One of the first things that caught my attention about the new specification was the decoupling of HTML 5 from its root language; SGML. This makes sense when you consider that browsers don’t use an SGML parser to render web-pages. It’s only validators that do that – and even then, not all of them do.

HTML5 will (apparently) require that documents are served as either text/html or application/xml but not both. This does make sense when you consider how different the structure of a HTML document is when compared to a well-formed XML document. Either way, one think I won’t miss is the DOCTYPE line at the start of each web document.

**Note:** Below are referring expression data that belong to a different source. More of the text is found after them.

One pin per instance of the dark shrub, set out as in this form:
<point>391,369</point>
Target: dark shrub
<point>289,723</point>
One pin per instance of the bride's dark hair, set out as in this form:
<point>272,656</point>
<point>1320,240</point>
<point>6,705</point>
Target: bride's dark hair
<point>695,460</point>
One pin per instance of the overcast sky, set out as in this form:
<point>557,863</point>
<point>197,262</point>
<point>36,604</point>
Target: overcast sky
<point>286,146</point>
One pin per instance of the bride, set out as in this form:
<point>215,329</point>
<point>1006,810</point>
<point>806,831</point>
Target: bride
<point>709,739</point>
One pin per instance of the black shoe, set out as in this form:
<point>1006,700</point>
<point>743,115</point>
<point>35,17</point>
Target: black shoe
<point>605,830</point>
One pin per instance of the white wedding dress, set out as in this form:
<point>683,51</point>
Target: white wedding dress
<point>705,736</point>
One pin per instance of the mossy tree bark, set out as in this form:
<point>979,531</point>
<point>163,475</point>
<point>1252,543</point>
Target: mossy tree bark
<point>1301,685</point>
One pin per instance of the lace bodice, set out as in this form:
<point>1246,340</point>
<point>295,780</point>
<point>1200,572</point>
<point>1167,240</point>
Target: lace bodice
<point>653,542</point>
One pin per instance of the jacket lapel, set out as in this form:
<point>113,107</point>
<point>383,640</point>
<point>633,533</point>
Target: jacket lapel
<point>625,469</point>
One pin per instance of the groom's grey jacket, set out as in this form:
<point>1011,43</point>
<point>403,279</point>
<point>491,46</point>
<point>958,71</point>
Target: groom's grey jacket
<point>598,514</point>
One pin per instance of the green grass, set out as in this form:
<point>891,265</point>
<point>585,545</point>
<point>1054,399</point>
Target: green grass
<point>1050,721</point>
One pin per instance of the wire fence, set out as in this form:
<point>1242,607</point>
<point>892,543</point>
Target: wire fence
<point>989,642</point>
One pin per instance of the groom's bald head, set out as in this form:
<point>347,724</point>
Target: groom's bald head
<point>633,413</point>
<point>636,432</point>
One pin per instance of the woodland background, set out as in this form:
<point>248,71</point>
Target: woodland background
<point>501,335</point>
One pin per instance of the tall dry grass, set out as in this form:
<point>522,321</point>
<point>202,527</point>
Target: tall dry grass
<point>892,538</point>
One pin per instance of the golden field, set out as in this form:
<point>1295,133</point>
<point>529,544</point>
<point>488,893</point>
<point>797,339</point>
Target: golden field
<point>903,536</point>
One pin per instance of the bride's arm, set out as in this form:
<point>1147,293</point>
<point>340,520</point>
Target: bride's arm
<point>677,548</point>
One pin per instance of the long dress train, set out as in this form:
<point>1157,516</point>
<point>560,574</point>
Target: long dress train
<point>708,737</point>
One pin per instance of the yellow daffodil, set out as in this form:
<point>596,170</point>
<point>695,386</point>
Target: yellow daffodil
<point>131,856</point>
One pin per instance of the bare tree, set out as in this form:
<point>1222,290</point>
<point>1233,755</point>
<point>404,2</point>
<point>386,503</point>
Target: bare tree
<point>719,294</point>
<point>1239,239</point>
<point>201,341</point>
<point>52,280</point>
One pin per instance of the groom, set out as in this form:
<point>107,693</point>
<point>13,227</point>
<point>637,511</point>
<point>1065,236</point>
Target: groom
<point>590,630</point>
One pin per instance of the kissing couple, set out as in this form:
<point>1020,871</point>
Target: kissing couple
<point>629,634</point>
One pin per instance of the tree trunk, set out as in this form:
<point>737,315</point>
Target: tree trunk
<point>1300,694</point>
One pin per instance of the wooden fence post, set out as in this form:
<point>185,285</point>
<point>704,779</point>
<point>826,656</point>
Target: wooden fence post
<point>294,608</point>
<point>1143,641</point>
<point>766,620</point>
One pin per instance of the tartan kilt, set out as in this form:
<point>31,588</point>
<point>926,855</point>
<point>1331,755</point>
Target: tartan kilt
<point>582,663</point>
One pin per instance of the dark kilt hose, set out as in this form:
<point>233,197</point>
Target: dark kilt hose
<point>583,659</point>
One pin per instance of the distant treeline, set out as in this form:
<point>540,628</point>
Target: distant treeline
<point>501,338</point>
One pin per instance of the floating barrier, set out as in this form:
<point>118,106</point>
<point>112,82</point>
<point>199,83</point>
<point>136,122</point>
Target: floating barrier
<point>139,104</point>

The text/html model will be preferable to many, especially seeing that it doen’t force the strict well-formedness rules of XHTML 1.0 upon the structure.

Javascript

Many websites use Javascript to dynamically generate web-content. HTML 5 introduces some stricter rules as to how this should function. Two that particularly caught my eye were:

  • If Javascript generates HTML content that includes elements, the closing tags for those elements must be escaped. This is because the data for the element starts immediately after the opening tag and ends at the first closing tag that is encountered. I’ve tried to show this in the code below – the closing tag for the bold element has been escaped so that the closing tag for the script element is processed first.

<script type=”text/javascript”>

document.write(”<b>This is bold text<\/b>”);

</script>

  • When writing event code for HTML elements, figuring out how to nest quotes within quotes was a nightmare. Now coders will be required to use HTML entity codes instead. This means that instead of this :

<input type=”button” onclick=”alert(’Hello World’);” />

it will be :

<input type=”button” onclick=”alert(&quot;Hello World&quot;);” />

Support for multi-lingual indexing

There will be support for linking translations of web-pages by using the link element and a language specifier – presumably this will enable the browser to display the page appropriate for the user rather than pages having to have specific anchor links to different pages.

Is that it?

This post barely even scrapes the surface of the new HTML 5 specification.

There are some very interesting multimedia extensions that will permit the embedding of video and sound within pages without additional plugins and the humble HTML tables will be receiving a fair amount of attention too.

The best part of the new specification is that some of it has already been implemented in newer browsers. Internet Explorer 8 and Firefox 3.5 have both introduced support for various parts of the new draft.

Whilst it might be fun to play with the shiny new toys, unless you know the majority of your site’s users are going to be using a supporting browser, HTML 5 probably isn’t ready for the masses yet.